Я не сразу понял, что в груди
сердце может так тревожно биться,
словно показалась впереди
за песчаной отмелью граница.
В журнале «Зарубежные записки» № 11 / 2007 довольно смешные пародии Евгения Минина. Особенно смешно то, что хорошие и давние стихи Александра Межирова «Все долбим, долбим, долбим,/ Сваи забиваем./ А бывал ли ты любим/ И незабываем?» приписаны Андрею Дементьеву. Что ж, бывает.

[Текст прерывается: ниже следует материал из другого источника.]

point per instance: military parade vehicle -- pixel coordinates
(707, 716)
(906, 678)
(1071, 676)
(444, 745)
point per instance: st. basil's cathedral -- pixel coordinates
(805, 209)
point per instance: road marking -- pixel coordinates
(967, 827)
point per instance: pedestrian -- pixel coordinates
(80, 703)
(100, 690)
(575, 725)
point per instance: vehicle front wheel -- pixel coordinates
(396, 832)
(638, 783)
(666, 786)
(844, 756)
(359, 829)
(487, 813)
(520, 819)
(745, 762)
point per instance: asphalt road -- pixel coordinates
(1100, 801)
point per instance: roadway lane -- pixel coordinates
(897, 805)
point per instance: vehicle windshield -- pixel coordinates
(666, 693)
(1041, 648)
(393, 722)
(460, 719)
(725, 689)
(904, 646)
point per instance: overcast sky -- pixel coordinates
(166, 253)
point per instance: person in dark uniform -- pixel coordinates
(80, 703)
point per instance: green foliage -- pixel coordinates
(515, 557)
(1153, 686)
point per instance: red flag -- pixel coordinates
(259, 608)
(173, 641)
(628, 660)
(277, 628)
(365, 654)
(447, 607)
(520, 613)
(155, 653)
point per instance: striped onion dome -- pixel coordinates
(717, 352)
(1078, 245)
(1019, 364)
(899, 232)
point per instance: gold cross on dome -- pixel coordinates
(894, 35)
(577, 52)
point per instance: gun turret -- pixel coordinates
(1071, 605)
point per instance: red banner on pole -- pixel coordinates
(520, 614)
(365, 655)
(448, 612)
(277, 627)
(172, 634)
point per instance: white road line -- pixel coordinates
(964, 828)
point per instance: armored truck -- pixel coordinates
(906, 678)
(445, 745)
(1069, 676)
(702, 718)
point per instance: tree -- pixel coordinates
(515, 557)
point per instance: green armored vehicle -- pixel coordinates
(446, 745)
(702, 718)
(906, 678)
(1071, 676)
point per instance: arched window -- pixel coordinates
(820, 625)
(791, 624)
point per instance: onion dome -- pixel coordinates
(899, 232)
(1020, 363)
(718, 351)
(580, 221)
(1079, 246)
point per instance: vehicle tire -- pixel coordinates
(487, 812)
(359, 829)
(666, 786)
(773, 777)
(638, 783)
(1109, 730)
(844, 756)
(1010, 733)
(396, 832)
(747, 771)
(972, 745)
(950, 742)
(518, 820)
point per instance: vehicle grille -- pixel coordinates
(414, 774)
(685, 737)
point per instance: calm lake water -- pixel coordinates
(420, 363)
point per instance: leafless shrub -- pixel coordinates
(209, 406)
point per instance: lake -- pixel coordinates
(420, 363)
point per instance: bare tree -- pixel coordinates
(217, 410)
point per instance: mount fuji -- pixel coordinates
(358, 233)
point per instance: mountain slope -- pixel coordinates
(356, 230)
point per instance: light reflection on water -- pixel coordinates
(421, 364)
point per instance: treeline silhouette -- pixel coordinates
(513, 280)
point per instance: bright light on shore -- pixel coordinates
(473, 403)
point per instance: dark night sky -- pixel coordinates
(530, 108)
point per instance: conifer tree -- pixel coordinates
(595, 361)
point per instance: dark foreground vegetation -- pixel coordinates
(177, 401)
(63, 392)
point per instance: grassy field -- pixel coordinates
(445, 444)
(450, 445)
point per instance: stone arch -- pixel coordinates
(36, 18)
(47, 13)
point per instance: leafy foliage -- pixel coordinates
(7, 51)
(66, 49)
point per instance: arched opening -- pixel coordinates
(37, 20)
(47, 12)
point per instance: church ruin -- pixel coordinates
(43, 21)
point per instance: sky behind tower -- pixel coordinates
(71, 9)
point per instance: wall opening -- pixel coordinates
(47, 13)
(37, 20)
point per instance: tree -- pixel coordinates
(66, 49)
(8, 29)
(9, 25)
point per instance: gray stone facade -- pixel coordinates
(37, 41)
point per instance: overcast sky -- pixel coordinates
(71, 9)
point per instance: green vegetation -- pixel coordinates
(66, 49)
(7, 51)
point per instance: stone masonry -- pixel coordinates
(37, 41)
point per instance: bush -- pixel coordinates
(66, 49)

Альманах «Берега», № 1 / 2007
Лирическая героиня Татьяны Борисовой замучена личной жизнью.
Живу с тобою
Словно смотрю программу
«В мире животных».
Грустные стихи, но хотя бы откровенные.
Альманах «Абзац», вып. 2 / 2007
Запомнились немногословные, емкие и метафоричные стихи Марины Хаген.
жаворонки и совы
на разных ветках
утро. Метро
«Звезда» 2007 / № 9
Михаил Яснов — поэт подлинный. И трагический, и виртуозный. Форма и содержание в его стихах едины, что такая редкость в нашем поэтическом народном хозяйстве.
Отрочество. Осень
Ненавижу прошлое за то, что
было все не так, не там, не то,
ненавижу прошлое за тошно-
творное, топорное пальто,
за носки, стоящие под стулом,
за тупую нищенскую снедь,
за проклятье вечно быть сутулым,
лишь бы на соседей не смотреть,
за вранье, за стыд, за обжималки
по углам, за гонор взрослых — «ты»,
за подлянку мелкую, за жалкий
детский бред, грошовые мечты, —
эти байки, сказочки, конь о конь,
жажда бегства, пот и страх погонь…
Отрочество! Что это за погань!
Да пожрет его святой огонь!
Чтоб о нем не ведая, не зная,
в детство наигравшиеся всласть,
прямо из младенческого рая
мы могли бы в молодость попасть —
а тогда одуматься, проснуться
и себя догадкой ослепить,
что без этой боли и паскудства
настоящей жизни не слепить.
«Воздух», № 3 / 2007
Журнал «Воздух», по-моему, вступил в конкурентную борьбу со знаменитым сайтом stihi.ru, и как истинно демократическое издание дает слово всем желающим. Полная свобода! Вот, например, стихотворение «Подарок» (автор Евгений Ракович).
На праздник Валентина
Я жду твое сердечко
величиной с кулак.
Не пошлую открытку
с виньеткой вместо тела,
а руки вместо буков,
живот вместо чернил,
с ударом вместо стука,
с убил вместо слюнил!
Не надо Мальчиша мне,
а надо Плохиша мне —
без тайны и без славы,
но систолою сфер!
Не очередь на почте,
А ЦЕПИ-ИЗ-ПЕРИЛ,
Приваренные прочно
к родил вместо дарил.
Поразительные строки — «…руки вместо буков/ живот вместо чернил!».